Suddenly, Wetzel had his foot in the door. Soon he and others within Major League Baseball realized what a knack he had for scouting. Wetzel dropped teaching in 1985 and became a full-time scout with the Kansas City Royals, his employer until he left for the Rockies in 2000. In November 2014, Nationals General Manager Mike Rizzo hired Wetzel to his current post.
Wetzel, who has a wife Patricia and children Jenna and Ryan, continues to live in the Kansas City area. In regards to his profession, Wetzel joked that it doesn’t matter where you live as long as you’re close to an airport. The job has him trotting the globe. MLB teams will literally go to the ends of the Earth in their efforts to uncover baseball’s next big thing. Recently, Wetzel ventured to the west coast to prep the team’s amateur scouts for the upcoming draft.
“What I do is basically whatever Mike Rizzo asks me to do, whether it’s go see a major league player or minor league player,” Wetzel said. “I help a lot with the amateur draft scouting at the college and high school levels as we get ready for that in June. Sometimes I go to Latin America. Sometimes I even go to Japan to see players. My job covers a wide spectrum and variety of things. I could also be asked to see an injured player who is trying to come back in a workout. It could be just about anything.”
The rewards, both tangible and intangible, have been plentiful for Wetzel. He was a member of the scouting staffs for the 1985 World Series champion Royals and the 2007 National League champion Rockies. He’s also won numerous awards and has been honored at Hall of Fame ceremonies beyond 800 North Columbia Avenue.
During a phone interview, Wetzel never once mentioned any of these personal accolades, but he did speak frequently about relationships like the ones he forged with “Bullfrog” teammates during an era when Concordia sparkled as one of the top swim programs in the NAIA and all of the Midwest, guided by coaches Jim Landon and John Seevers. Wetzel talks of having the fortune of working for great organizations with quality people and owners. He mentions former Royals owner Ewing Kauffman as an important influence.
As an area scout who covered the entire state of Texas as well as Mexico in his early scouting days, Wetzel’s existence has been about the people. An essential part of scouting is about finding the right people.
Said Wetzel, “I’ve developed tremendous friendships and relationships with people in all areas of life. It’s just amazing. That’s the biggest thing. You look back at how fast 35 years have gone by. Wow. You think back to all the people and different friendships that you have.”
The importance of friendships and relationships keeps coming up with Wetzel. The ones he’s maintained with his former Concordia teammates, coaches, professors and classmates likely had something to do with his decision to return in October 2015. He toured the campus and came away impressed with the athletic facilities. No matter where his travels take him, Wetzel carries pride in his status as a Concordia alum and a member of those Hall of Fame swim teams.

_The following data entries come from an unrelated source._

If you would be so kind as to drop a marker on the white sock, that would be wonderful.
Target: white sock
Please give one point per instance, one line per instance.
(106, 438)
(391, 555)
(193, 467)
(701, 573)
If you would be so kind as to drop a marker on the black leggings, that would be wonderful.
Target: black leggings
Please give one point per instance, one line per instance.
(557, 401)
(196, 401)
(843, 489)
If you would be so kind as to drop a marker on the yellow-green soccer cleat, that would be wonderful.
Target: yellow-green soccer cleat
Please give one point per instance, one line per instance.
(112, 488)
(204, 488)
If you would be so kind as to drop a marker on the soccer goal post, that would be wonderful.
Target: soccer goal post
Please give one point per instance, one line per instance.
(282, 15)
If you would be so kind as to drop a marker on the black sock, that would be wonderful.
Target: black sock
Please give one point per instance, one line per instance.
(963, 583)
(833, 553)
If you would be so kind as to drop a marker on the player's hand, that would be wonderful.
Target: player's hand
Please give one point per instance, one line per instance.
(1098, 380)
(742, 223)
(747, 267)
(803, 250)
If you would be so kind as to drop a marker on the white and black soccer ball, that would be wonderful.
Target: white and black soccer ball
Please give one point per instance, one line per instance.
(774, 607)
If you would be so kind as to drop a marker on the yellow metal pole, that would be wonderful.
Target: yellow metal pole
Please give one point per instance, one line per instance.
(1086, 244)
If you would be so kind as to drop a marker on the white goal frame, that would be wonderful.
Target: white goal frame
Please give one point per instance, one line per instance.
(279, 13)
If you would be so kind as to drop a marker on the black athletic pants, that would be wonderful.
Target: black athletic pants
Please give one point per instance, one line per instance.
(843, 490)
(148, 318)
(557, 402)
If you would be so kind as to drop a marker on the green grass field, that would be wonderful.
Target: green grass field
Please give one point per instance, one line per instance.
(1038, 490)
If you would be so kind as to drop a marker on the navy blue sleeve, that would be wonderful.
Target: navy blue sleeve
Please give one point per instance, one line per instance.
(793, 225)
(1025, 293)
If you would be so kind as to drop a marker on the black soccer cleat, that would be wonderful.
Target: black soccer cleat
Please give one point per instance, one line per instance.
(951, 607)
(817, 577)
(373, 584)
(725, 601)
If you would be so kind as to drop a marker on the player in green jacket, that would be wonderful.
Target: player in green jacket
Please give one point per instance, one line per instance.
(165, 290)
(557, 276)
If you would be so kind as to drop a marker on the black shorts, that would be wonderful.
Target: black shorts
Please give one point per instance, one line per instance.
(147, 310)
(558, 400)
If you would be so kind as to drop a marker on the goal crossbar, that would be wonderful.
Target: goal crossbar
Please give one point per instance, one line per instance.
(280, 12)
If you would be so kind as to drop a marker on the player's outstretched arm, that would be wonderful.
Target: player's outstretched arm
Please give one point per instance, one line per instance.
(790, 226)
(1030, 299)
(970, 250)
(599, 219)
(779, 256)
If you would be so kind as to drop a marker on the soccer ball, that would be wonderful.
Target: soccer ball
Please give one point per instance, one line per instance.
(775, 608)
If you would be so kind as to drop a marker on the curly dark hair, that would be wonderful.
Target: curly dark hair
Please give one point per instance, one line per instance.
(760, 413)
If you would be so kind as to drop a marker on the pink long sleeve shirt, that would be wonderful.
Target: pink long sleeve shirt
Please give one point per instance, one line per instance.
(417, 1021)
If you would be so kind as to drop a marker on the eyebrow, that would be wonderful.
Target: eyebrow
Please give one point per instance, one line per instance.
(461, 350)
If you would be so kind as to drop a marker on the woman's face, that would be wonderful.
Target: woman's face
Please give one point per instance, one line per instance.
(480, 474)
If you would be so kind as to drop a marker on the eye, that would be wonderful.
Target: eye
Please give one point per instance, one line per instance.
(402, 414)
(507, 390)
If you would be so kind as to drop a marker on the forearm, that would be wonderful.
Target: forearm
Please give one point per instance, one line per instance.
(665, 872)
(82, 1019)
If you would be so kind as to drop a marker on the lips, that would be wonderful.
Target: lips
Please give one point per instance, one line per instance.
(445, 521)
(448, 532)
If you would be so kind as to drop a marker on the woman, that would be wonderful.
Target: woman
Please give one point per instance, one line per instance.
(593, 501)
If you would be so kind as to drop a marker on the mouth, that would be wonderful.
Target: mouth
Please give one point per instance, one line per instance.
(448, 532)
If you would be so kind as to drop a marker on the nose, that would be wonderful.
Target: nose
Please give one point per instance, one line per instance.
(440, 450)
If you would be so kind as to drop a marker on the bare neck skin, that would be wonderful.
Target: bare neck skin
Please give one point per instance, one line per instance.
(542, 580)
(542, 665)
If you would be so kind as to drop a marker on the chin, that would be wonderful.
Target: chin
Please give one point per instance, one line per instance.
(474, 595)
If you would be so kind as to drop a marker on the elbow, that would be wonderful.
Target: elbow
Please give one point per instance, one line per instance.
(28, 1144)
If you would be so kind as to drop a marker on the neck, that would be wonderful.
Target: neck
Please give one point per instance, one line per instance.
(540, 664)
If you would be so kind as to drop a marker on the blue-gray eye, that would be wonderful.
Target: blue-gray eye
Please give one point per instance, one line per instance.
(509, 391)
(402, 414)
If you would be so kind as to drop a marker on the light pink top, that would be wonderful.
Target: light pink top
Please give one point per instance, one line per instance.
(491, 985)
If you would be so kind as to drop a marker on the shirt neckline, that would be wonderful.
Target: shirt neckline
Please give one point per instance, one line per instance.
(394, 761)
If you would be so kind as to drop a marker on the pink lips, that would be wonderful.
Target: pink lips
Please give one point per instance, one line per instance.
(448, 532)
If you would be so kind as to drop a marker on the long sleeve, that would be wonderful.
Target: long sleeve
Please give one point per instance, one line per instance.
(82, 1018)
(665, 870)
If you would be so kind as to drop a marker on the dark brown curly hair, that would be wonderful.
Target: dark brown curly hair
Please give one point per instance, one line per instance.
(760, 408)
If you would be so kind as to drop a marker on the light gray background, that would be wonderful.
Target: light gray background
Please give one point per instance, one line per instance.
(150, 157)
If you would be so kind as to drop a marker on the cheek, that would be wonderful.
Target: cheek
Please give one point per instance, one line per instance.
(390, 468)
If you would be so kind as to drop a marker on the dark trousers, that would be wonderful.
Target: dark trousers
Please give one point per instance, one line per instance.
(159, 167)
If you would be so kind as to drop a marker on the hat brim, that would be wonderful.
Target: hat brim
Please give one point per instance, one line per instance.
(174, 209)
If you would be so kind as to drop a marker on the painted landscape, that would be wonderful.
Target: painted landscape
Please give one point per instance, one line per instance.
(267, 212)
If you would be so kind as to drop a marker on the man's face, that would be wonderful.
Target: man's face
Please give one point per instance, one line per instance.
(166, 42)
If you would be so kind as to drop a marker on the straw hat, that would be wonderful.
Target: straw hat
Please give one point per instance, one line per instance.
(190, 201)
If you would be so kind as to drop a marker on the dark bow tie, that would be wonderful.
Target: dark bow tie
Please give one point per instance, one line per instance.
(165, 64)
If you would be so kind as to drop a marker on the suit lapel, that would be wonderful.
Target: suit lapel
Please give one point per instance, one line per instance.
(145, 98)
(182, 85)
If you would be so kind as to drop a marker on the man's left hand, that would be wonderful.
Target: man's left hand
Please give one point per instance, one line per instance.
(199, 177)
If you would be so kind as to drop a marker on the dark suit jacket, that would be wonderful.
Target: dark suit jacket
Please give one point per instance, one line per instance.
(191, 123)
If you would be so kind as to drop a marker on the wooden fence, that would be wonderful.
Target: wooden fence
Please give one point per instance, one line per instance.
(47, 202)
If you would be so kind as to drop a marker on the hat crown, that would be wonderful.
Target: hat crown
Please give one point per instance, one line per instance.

“I’m very proud to have been able to swim with those guys and have those friendships,” Wetzel said. “Some of them have gone on to be pastors, teachers and coaches and to hold district offices. A lot of really successful people were on those teams.”
Only one of those team members can say, “I’m Terry Wetzel, Special Assistant to the President of Baseball Operations & General Manager of the Washington Nationals.”